News of the leases, which are expected to rival in size many of Manhattan’s largest retail spaces, comes just weeks after Triple Five took full control of the Meadowlands property from the lenders of a previous developer who abandoned the unfinished project.

Glanzberg, whose firm has been tapped to help secure leases for the nearly 3-million-square-foot development, declined to share with Law360 the names of the potential new tenants Wednesday, but Sinvin has posted several articles on its website that suggest Uniqlo Co. Ltd., Topshop, Forever 21, and Zara are among them.

“I can only confirm that Sinvin, along with Triple Five’s internal leasing staff and [Triple Five President] Don Ghermezian personally have reached deals with junior anchors, major celebrity chefs and restaurateurs for large-scale concepts, as well as a range of unique luxury brands that will offer a range of shopping and experience that will be … dynamic and immersive and cutting-edge,” Glanzberg said.

Zara and Forever 21 will reportedly be two of the large-scale luxury brands to take space at the hulking development, with Zara taking about 50,000 square feet — one of the store’s largest locations in the world — and Forever 21 taking space that will be about as big, if not bigger, than its 100,000-square-foot store in Times Square, sources told Crains and Real Estate Weekly.

The finished product, though details remain unclear, will not be a “one-dimensional experience,” Glanzberg told Law360.

“It will be shopping as excursion and discovery, a progression of a customer’s experience from skiing in summer to waveboarding in winter to experiencing their beloved brands with a level of physicality and technological interaction that quite simply will set American Dream in a league of its own,” he said.

Earlier this month, Triple Five formally took control of the one-time Xanadu property after months of negotiation, moving the project one step closer to beginning construction, though the company has yet to designate a specific start date.

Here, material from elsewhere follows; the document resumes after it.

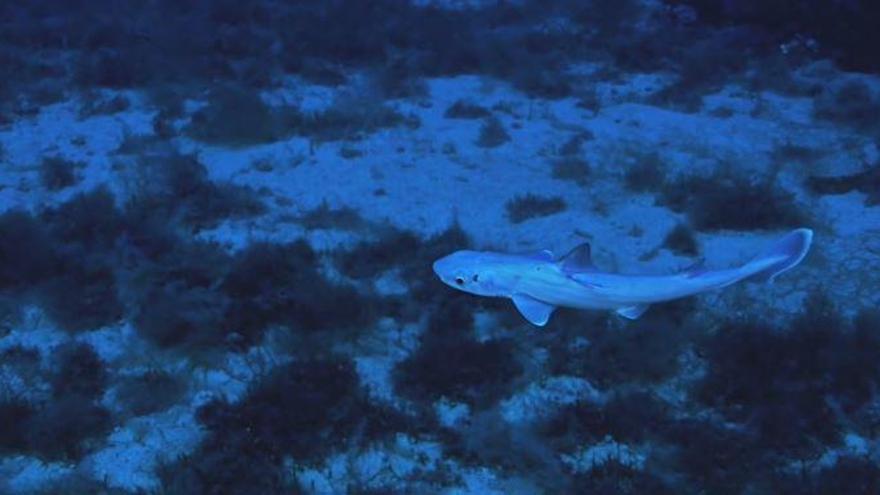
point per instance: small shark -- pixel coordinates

“It lets us move ahead with financing; it lets us move ahead to sign leases,” Triple Five spokesman Alan Marcus told Law360 at the time.

Now that several leases are on their way to being signed, another hurdle remains: an ongoing lawsuit over the project brought by the New York Giants and Jets.

On Tuesday, a New Jersey judge refused to dismiss the state court lawsuit, ruling that the New Jersey Sports and Exposition Authority couldn’t decide whether it breached a 2006 agreement requiring the teams’ consent if a change of plans to the Meadowlands site would adversely affect their rights involving nearby MetLife Stadium.

The teams in May accused the NJSEA of breaching the cooperation agreement and Triple Five of interference, but the defendants shot back with a dismissal request, arguing that the matter belonged in appellate court as a challenge to the final decision of a state agency. However, Bergen County Chancery Judge Peter Doyne stressed Tuesday that a party can’t determine whether it breached its own contract.

Judge Doyne on Monday encouraged the parties to try to settle the dispute in mediation. If they can’t, he said the court hopes to resolve within one year of the case’s filing.